As we face ecological crisis and the growing resentment of convoluted globalization, sacramental imagination and liturgical practices harbor the most prophetic and hopeful resource for resistance and transformation in the global postcolony that Christian spiritual tradition has to offer. Sacramentality, however, is not just a matter of aesthetics or practical theology: today, to be transformative is has to boldly reclaim its metaphysical latitude and its theopolitical efficacy. Postcolonial and decolonial insights on planetarity and pluriversal ontology challenge sacramental theology to creatively mine its own rich treasury of wisdom.
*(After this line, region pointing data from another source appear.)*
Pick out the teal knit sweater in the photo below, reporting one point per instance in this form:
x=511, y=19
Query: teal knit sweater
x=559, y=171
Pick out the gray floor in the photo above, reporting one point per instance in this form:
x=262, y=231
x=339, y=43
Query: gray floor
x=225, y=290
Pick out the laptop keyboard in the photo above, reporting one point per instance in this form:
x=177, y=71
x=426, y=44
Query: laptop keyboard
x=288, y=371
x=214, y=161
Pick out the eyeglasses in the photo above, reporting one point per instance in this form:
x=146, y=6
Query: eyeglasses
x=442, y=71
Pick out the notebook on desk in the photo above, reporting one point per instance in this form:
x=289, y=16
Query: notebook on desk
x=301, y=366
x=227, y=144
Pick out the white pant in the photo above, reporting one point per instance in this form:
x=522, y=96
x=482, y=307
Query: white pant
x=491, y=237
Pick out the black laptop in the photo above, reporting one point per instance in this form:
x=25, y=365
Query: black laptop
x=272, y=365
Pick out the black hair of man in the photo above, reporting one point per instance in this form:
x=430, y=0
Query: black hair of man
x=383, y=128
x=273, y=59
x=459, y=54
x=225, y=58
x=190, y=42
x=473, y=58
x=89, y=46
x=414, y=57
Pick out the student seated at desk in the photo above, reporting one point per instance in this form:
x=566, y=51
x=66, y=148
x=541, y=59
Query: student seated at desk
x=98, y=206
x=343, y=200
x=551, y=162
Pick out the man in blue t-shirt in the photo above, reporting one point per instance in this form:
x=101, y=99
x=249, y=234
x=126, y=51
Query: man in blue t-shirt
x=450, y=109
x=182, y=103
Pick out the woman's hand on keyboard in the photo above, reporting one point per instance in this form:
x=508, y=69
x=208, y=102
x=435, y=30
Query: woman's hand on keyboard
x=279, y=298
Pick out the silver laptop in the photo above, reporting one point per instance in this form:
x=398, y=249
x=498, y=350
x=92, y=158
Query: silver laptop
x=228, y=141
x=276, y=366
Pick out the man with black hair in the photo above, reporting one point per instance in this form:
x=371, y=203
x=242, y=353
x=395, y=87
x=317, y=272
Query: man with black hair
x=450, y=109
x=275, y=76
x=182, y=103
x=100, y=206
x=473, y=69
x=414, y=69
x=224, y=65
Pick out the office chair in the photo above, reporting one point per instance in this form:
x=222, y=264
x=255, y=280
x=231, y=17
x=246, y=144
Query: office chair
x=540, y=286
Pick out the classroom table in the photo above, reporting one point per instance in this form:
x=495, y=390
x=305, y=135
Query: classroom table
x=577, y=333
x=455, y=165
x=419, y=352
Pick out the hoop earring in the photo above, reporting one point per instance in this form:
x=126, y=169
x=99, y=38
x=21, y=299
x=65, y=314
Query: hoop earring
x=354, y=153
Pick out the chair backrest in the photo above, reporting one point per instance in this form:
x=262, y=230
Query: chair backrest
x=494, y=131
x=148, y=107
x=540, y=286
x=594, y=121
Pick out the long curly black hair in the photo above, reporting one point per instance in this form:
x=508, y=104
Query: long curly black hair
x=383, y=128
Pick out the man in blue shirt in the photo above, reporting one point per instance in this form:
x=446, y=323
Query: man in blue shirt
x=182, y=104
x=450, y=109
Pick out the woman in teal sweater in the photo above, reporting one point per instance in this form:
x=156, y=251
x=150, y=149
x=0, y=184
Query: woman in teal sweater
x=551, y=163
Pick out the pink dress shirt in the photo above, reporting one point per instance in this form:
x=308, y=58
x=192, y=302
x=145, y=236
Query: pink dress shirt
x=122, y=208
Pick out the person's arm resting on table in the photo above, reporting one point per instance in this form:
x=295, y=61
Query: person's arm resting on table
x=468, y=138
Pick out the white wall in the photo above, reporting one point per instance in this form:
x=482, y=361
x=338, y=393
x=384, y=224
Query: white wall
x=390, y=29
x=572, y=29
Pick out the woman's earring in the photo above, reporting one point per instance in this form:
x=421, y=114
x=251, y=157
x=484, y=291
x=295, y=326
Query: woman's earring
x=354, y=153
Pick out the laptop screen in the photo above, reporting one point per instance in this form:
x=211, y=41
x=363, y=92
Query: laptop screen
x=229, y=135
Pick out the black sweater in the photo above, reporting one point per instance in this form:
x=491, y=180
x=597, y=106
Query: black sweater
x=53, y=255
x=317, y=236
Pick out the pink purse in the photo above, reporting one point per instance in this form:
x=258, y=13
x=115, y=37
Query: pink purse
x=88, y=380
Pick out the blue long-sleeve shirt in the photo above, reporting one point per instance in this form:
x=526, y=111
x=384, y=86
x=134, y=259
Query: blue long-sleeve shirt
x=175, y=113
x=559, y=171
Yet they also challenge to make a commitment to recognize and repent of its entanglements with the colonial logic of war, globalized patriarchy, and ever tempting cultural imperialism. As we brave the age of lies and writhe under yoke of the postmodern empires of anxiety, postcolonial ethical exigencies can find their theological fulfillment – as well as  doing our bit toward thwarting “the Great Derangement” (Amitav Ghosh) – through finding hope and empowerment for righteous and life-giving action by indwelling a sacramental pluriverse. This kind of pluriverse transcends the debates on the numbers of sacraments and juridical conditions of their validity. Rather, it resonates in multiple rhythms and melodies. To body forth such a pluriverse, nothing less than a profound reexamination of the Western sacramental imagination might be sufficient.


Rev. Dr. Kristine Suna-Koro is Associate Professor of Theology at Xavier University in Cincinnati, OH, USA. She is a Latvian-American diasporic theologian working at the intersection of postcolonialism, liturgical and sacramental studies as well as migration and diaspora discourses. She teaches in field of modern historical theology at Xavier and is the author of “In Counterpoint: Diaspora, Postcoloniality, and Sacramental Theology” (Pickwick, 2017) as well as numerous articles and book chapters. She currently serves as the convener of the Critical Theories and Liturgical Studies seminar at the North American Academy of Liturgy (NAAL). As a Lutheran pastor she has served the diasporic Latvian Lutheran communities in Great Britain, Germany, and the United States.